After NM: n_sig=1030.5, NLL=-49848.15
Stage 2: L-BFGS-B refinement...
After LBFGS: n_sig=1030.5, NLL=-49848.15
============================================================
FINAL FIT RESULTS
============================================================
Signal yield: 1030.5 events
Background yield: 4969.4 events
Total fitted: 5999.9 events (observed: 6000)
Signal fraction: 17.18%
Mass (μ): 5.281363 GeV/c²
Width (σ): 0.025172 GeV/c² = 25.17 MeV/c²
Alpha: 1.0964
n: 10.0600
Lambda: 1.8275
NLL at minimum: -49848.15
Parameter bound checks:
============================================================
COMPARISON TO TRUE VALUES:
------------------------------------------------------------
n_sig: fit=1030.5 true=1000 diff=+30.5
n_bkg: fit=4969.4 true=5000 diff=-30.6
mu: fit=5.281363 true=5.280000 diff=+1.36 MeV
sigma: fit=0.025172 true=0.025000 diff=+0.17 MeV
alpha: fit=1.0964 true=1.5000 diff=-0.4036
n: fit=10.0600 true=2.5000 diff=+7.5600
lamb: fit=1.8275 true=2.0000 diff=-0.1725
============================================================
We have now the results from both unbinned and binned maximum likelihood fits. They are actually similar and partially expected but reveal some important issues. Yields are reasonable: n_sig = 1030 vs true 1000 is only 3% off - well within statistical expectations for 1000 signal events (√1000 ≈ 32 events uncertainty). The Mass is excellent: 1.36 MeV error is very small. Width is good: 0.17 MeV error on 25 MeV is < 1%. However, the tail parameters (alpha and n) and background slope (lambda) are quite off. This is likely due to correlations between these parameters and limited statistics in the tails of the distribution. The binned fit may also be less sensitive to these parameters due to information loss from binning.
The Crystal Ball tail parameters (α and n) are highly correlated. Different combinations can produce similar-looking tails: Large alpha + small n ≈ Small alpha + large n, When n → ∞, the Crystal Ball becomes a pure Gaussian (no tail). So our fit is actually pushing toward this.
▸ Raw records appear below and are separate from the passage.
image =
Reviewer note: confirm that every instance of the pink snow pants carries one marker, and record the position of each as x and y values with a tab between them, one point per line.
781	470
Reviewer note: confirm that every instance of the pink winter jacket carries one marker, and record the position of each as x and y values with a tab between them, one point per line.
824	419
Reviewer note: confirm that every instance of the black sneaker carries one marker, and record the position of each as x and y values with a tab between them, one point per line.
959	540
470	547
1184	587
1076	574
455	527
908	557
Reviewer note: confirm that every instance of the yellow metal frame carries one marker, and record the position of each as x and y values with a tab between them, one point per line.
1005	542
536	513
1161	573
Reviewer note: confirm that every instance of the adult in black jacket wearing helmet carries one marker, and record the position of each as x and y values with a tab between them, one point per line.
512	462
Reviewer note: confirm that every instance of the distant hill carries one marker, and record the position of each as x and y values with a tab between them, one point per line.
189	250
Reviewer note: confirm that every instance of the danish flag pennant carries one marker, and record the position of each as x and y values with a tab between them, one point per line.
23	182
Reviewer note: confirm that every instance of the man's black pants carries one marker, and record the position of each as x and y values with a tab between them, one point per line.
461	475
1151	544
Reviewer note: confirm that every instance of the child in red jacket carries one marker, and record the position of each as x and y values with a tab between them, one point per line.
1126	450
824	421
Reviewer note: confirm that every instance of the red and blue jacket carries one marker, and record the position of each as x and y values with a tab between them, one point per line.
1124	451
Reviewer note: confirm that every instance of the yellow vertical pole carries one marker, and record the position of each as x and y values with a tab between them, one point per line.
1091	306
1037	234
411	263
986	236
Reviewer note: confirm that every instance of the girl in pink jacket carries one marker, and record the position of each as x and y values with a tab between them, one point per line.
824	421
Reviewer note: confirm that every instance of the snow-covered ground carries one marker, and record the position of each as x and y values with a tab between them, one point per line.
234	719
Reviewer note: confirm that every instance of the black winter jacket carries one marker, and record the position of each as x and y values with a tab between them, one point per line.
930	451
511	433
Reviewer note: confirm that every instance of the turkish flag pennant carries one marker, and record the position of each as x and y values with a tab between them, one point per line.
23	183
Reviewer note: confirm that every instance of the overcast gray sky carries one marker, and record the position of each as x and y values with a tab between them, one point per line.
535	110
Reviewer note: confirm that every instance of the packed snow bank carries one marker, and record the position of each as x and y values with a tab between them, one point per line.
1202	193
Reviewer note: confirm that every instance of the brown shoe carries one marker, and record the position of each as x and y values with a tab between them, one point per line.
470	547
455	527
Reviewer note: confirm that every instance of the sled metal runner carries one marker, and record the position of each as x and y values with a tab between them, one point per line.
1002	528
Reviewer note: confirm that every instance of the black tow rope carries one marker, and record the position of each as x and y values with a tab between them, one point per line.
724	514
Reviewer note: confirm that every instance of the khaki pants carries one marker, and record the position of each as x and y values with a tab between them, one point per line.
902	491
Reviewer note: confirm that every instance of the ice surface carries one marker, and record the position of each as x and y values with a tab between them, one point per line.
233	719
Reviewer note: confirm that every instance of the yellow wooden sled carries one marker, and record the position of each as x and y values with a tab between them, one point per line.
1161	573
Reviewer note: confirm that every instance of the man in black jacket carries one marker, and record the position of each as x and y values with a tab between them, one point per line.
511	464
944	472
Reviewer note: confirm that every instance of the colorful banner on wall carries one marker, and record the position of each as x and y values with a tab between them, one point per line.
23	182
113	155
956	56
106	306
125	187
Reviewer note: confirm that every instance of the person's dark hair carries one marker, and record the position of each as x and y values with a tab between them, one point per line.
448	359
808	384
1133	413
Another issue is that we have insufficient tail statistics. With only 1000 signal events and σ = 25 MeV, Events beyond 3σ (75 MeV from peak): very few events, Events beyond 5σ (125 MeV from peak): almost none. This makes it hard to constrain tail parameters accurately. The tail has maybe 10-50 events total which is not enough to constrain both α and n independently.
One way to investigate that is the verify if our generated data actually has the tail structure we expect:
def analyze_tail_structure(data, mu_true, sigma_true, x_min, x_max):
"""
Analyze how many events are in the tail region
"""
# Define tail region (beyond 2.5σ from peak)
lower_tail = data < (mu_true - 2.5 * sigma_true)
upper_tail = data > (mu_true + 2.5 * sigma_true)
core_region = ~(lower_tail | upper_tail)
# Focus on signal-dominated region
signal_window = (data > mu_true - 0.1) & (data < mu_true + 0.1)
print("Event distribution:")
print(f" Lower tail (< μ-2.5σ): {np.sum(lower_tail)} events")
print(f" Core (±2.5σ): {np.sum(core_region)} events")
print(f" Upper tail (> μ+2.5σ): {np.sum(upper_tail)} events")
print(f" Signal window ±100MeV: {np.sum(signal_window)} events")
# Plot tail detail
fig, axes = plt.subplots(1, 2, figsize=(14, 5))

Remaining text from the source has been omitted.